We have all spent a lot of times in our homes over the last couple of years, and all that time indoors has resulted in a lot of home renos. We also know the housing market in Canada has never been hotter, and home renos go hand in hand with a housing boom. Whether you are getting your house ready to list, or if it’s just time to do some renos to update your home, one thing is for certain: it’s going to cost you some cash.
Before you take a sledgehammer to the kitchen, it’s a good idea to get a realistic idea of what it’s going to cost to do the scope of renos you dream of. One thing most people find is that renos often cost more money and time than they hope. By the time you factor in the prices of supplies, contractors, and the time it will take, you may need to adjust your plan.
We aren’t saying this to prevent you from doing those renos, just to go in with a smart, achievable plan. And since not everyone has a home reno fund just waiting to be spent, so what are the financing options available if you want to do some major home renovations?

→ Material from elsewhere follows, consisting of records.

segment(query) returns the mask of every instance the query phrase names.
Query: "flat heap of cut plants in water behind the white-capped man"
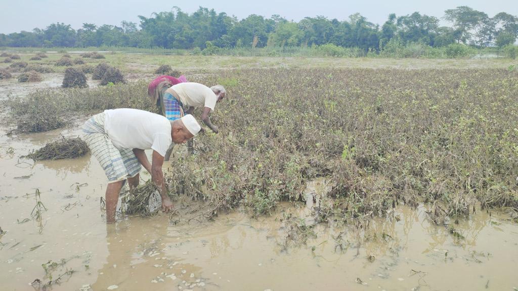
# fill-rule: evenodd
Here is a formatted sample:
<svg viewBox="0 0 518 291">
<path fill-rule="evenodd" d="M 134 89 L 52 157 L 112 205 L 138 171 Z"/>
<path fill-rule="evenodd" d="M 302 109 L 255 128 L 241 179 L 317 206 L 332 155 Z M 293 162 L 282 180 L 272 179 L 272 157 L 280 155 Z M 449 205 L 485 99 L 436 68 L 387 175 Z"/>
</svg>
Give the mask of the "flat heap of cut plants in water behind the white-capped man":
<svg viewBox="0 0 518 291">
<path fill-rule="evenodd" d="M 65 138 L 49 142 L 39 150 L 24 156 L 32 158 L 34 161 L 42 161 L 45 159 L 63 159 L 76 158 L 88 153 L 87 143 L 80 138 Z"/>
</svg>

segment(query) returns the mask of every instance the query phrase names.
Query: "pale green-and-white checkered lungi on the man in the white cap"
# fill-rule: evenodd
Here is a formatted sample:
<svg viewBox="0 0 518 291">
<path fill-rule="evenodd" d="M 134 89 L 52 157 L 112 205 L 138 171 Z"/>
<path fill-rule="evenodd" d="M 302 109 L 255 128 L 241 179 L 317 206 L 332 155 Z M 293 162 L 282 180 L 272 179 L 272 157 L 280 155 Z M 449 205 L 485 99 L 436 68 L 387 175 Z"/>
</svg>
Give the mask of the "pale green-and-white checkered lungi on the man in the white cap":
<svg viewBox="0 0 518 291">
<path fill-rule="evenodd" d="M 133 149 L 118 150 L 104 130 L 105 113 L 99 113 L 83 124 L 83 140 L 103 167 L 108 183 L 137 176 L 142 166 Z"/>
</svg>

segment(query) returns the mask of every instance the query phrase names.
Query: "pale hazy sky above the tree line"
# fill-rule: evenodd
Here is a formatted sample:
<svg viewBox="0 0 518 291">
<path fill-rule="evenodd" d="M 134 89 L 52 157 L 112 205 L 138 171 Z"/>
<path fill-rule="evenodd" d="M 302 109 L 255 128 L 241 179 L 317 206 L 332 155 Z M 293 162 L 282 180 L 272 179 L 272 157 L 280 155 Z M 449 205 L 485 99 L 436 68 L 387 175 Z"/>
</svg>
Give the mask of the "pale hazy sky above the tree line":
<svg viewBox="0 0 518 291">
<path fill-rule="evenodd" d="M 170 11 L 178 6 L 184 12 L 192 13 L 199 6 L 213 8 L 217 13 L 226 12 L 238 19 L 250 14 L 270 17 L 279 14 L 288 19 L 299 21 L 304 17 L 325 16 L 329 19 L 347 20 L 349 15 L 359 12 L 368 21 L 383 24 L 389 13 L 397 16 L 419 11 L 421 14 L 443 17 L 444 10 L 457 6 L 469 6 L 486 12 L 493 17 L 498 12 L 518 15 L 516 0 L 186 0 L 186 1 L 111 1 L 111 0 L 0 0 L 0 33 L 32 31 L 33 28 L 45 28 L 51 23 L 71 24 L 74 29 L 82 23 L 111 24 L 120 26 L 121 21 L 139 23 L 138 15 L 150 17 L 153 12 Z M 442 24 L 446 24 L 442 22 Z"/>
</svg>

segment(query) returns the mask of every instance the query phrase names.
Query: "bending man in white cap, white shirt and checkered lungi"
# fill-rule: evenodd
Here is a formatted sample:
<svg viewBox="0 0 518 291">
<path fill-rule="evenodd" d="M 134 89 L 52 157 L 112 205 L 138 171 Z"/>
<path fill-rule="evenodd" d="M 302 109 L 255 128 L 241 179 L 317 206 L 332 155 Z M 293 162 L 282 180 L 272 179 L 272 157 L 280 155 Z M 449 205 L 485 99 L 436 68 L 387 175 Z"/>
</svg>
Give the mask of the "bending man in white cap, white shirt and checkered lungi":
<svg viewBox="0 0 518 291">
<path fill-rule="evenodd" d="M 83 125 L 84 141 L 108 176 L 106 222 L 115 221 L 119 192 L 126 179 L 130 187 L 139 182 L 141 165 L 151 173 L 162 197 L 162 209 L 172 209 L 167 196 L 162 165 L 171 142 L 185 143 L 201 129 L 190 114 L 169 121 L 138 109 L 112 109 L 94 115 Z M 152 149 L 149 163 L 144 150 Z"/>
</svg>

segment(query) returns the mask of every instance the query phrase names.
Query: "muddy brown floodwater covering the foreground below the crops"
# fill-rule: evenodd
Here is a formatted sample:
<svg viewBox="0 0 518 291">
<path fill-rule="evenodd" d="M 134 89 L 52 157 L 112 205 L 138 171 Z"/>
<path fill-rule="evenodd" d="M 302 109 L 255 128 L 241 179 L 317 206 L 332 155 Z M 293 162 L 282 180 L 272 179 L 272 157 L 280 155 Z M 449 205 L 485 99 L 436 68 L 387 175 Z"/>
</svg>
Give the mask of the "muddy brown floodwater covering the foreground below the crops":
<svg viewBox="0 0 518 291">
<path fill-rule="evenodd" d="M 284 203 L 269 217 L 242 211 L 214 221 L 171 223 L 126 217 L 106 226 L 99 197 L 106 178 L 90 155 L 65 161 L 20 158 L 77 128 L 11 136 L 0 132 L 1 290 L 513 290 L 518 288 L 518 225 L 505 213 L 477 211 L 455 228 L 430 224 L 423 207 L 399 207 L 367 230 L 314 224 L 325 181 L 307 202 Z M 149 178 L 143 173 L 143 178 Z M 35 216 L 39 201 L 39 219 Z M 188 200 L 177 201 L 183 207 Z M 292 213 L 290 223 L 283 221 Z M 397 217 L 397 219 L 396 219 Z M 314 226 L 306 243 L 290 225 Z M 295 228 L 296 229 L 296 228 Z M 314 231 L 315 236 L 311 235 Z M 71 274 L 66 271 L 73 270 Z"/>
</svg>

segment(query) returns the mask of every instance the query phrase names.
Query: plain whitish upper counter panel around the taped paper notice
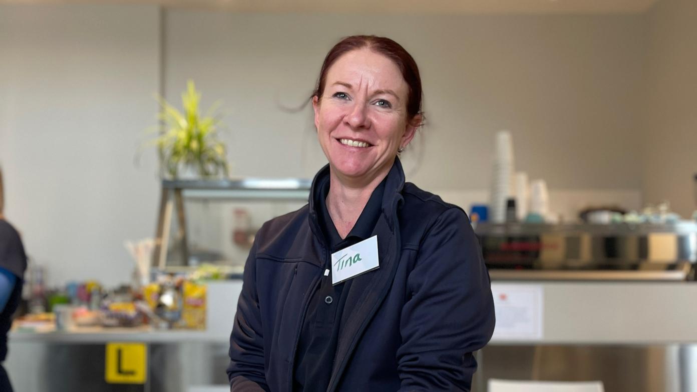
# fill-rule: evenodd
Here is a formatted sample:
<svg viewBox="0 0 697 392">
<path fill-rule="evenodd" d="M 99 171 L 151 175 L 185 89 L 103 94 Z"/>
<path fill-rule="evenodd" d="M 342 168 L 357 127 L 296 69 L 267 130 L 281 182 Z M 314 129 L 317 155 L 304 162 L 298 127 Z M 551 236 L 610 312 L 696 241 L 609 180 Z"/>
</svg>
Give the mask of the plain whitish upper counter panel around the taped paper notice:
<svg viewBox="0 0 697 392">
<path fill-rule="evenodd" d="M 697 282 L 493 281 L 544 292 L 541 339 L 489 345 L 697 343 Z"/>
</svg>

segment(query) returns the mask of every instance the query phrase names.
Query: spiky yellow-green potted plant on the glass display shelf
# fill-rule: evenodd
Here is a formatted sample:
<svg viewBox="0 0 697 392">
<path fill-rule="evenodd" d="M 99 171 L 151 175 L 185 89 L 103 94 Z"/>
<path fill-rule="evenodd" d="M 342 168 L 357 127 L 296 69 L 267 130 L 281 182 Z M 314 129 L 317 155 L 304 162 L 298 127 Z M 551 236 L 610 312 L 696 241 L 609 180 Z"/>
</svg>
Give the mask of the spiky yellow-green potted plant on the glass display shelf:
<svg viewBox="0 0 697 392">
<path fill-rule="evenodd" d="M 192 80 L 187 81 L 187 89 L 181 95 L 183 112 L 158 96 L 161 133 L 151 143 L 158 147 L 160 164 L 168 178 L 228 175 L 225 144 L 217 137 L 220 116 L 216 111 L 220 102 L 201 116 L 200 101 L 201 93 Z"/>
</svg>

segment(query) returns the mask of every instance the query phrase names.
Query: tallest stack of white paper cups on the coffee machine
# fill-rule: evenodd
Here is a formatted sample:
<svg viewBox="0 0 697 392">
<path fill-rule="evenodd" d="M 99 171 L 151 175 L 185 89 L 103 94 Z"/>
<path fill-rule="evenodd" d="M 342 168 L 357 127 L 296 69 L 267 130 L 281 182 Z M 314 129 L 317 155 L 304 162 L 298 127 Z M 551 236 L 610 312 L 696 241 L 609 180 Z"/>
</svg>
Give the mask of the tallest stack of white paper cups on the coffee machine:
<svg viewBox="0 0 697 392">
<path fill-rule="evenodd" d="M 493 152 L 493 172 L 491 179 L 491 220 L 503 223 L 506 220 L 506 200 L 514 192 L 513 141 L 511 133 L 502 130 L 496 134 Z"/>
</svg>

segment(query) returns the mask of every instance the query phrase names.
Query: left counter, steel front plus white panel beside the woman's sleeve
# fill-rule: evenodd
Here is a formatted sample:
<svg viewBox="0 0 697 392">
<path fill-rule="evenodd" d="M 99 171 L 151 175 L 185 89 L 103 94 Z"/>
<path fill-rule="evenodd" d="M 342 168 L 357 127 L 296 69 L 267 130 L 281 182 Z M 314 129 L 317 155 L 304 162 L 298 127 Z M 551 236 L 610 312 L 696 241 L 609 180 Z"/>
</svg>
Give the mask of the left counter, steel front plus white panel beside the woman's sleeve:
<svg viewBox="0 0 697 392">
<path fill-rule="evenodd" d="M 241 288 L 242 281 L 208 283 L 205 331 L 150 327 L 11 331 L 4 366 L 20 392 L 190 392 L 196 386 L 224 386 L 229 335 Z M 144 346 L 144 383 L 106 381 L 109 343 Z"/>
</svg>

Here are a few of the most common options to finance your home reno.
Use Your Home Equity
Home equity is the difference between what you currently owe on your mortgage and the current value of your home. Using home equity is an option that people might take, especially if the home renos are going to be costly. Using home equity is a great option for people because it gives you the money you need at lower rates than a loan from a bank. And since the value of your home has likely increased over the last few years, you might find you can borrow against some of that equity at today’s low interest rates.
Get a Line of Credit
A line of credit is a good option if you plan to slowly chip away at the renos over time and aren’t eager to get them finished all at once. With this financing option, you don’t pay interest on funds you aren’t immediately using, but you will have access to the money as you need it. Do know that an unsecured line of credit will likely come with a higher interest rate than a secured line of credit, but if you have good credit you will be able to get the money quickly.
Borrow From Family or Friends
Like all options, this one has some benefits and pitfalls. Borrowing from someone you know probably has a low interest rate, but it can put relationships on the line if things go awry in the paying back phase of the transaction. This option should be weighed carefully because the long-term effects from the lender to the borrower may have a lot of hidden costs. For example, if parents are financing an expensive reno, this may delay their retirement or put them in a position where their own comforts are impacted.

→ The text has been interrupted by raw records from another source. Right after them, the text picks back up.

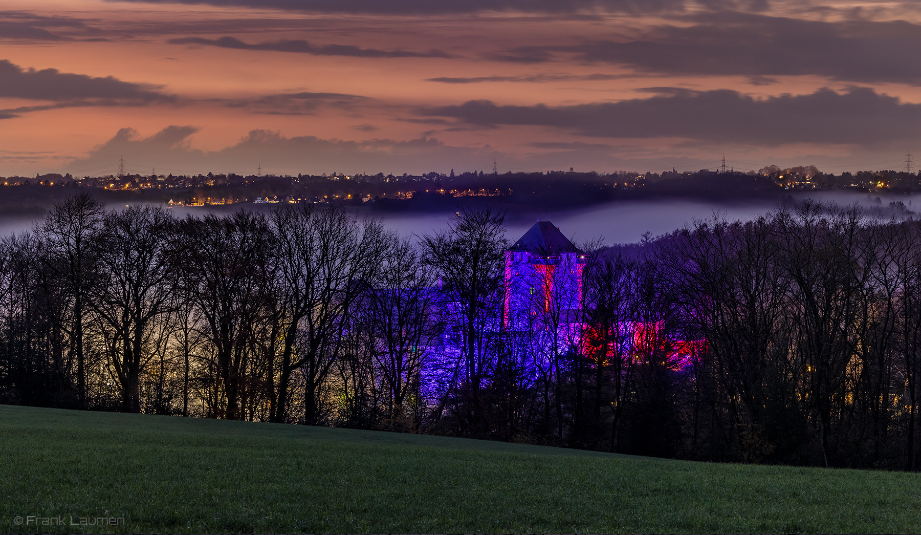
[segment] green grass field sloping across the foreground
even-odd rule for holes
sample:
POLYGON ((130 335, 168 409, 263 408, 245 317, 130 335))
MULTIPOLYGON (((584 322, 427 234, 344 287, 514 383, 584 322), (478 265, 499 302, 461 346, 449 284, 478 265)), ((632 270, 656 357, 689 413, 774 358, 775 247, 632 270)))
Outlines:
POLYGON ((0 531, 919 530, 917 474, 0 405, 0 531))

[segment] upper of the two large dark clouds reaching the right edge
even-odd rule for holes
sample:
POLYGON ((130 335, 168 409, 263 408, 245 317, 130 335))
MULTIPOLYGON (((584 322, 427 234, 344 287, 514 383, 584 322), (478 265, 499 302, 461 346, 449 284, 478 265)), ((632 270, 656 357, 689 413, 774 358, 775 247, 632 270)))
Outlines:
MULTIPOLYGON (((699 20, 693 17, 692 20, 699 20)), ((921 26, 888 22, 819 22, 740 13, 710 14, 692 26, 662 26, 628 42, 522 46, 488 57, 542 63, 555 54, 671 75, 828 76, 857 82, 921 84, 921 26)))

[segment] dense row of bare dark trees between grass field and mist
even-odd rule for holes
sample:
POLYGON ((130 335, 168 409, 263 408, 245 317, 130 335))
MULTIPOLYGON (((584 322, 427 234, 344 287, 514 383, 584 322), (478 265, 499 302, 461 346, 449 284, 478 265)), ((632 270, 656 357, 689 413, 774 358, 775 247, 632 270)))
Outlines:
POLYGON ((532 292, 515 331, 504 233, 78 193, 0 240, 0 402, 919 468, 919 222, 806 202, 585 245, 584 306, 532 292))

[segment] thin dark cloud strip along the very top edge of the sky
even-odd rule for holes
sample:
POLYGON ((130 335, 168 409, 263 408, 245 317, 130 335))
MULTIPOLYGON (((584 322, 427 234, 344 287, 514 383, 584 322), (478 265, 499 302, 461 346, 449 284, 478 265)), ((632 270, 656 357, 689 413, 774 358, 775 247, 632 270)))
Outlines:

For various reasons, sometimes loans are not an option and renos have to saved up for and paid with money out of pocket. In fact, for some people, it’s not worth going into debt to fix up a home, especially if you’re not in a rush to do the renos. This option can be fun, too, because it can give you the time to take a more DIY approach and learn some skills along the way.
There are a lot of things to consider if you are thinking about a house renovation – whether it’s a basement suite renovation or a full sweep home reno. One of the best questions to ask is “what will add equity to my home” and prioritize those renovations first. If there are really pressing issues like you need a new roof or updating your windows, those types of renos are important because they will start saving you money the sooner you do them.
Sometimes a nice and easy home reno like a fresh coat of paint or DIY upgrades can scratch that home reno itch while you get your finances in order. Just make sure you have a plan in place before you start knocking down walls!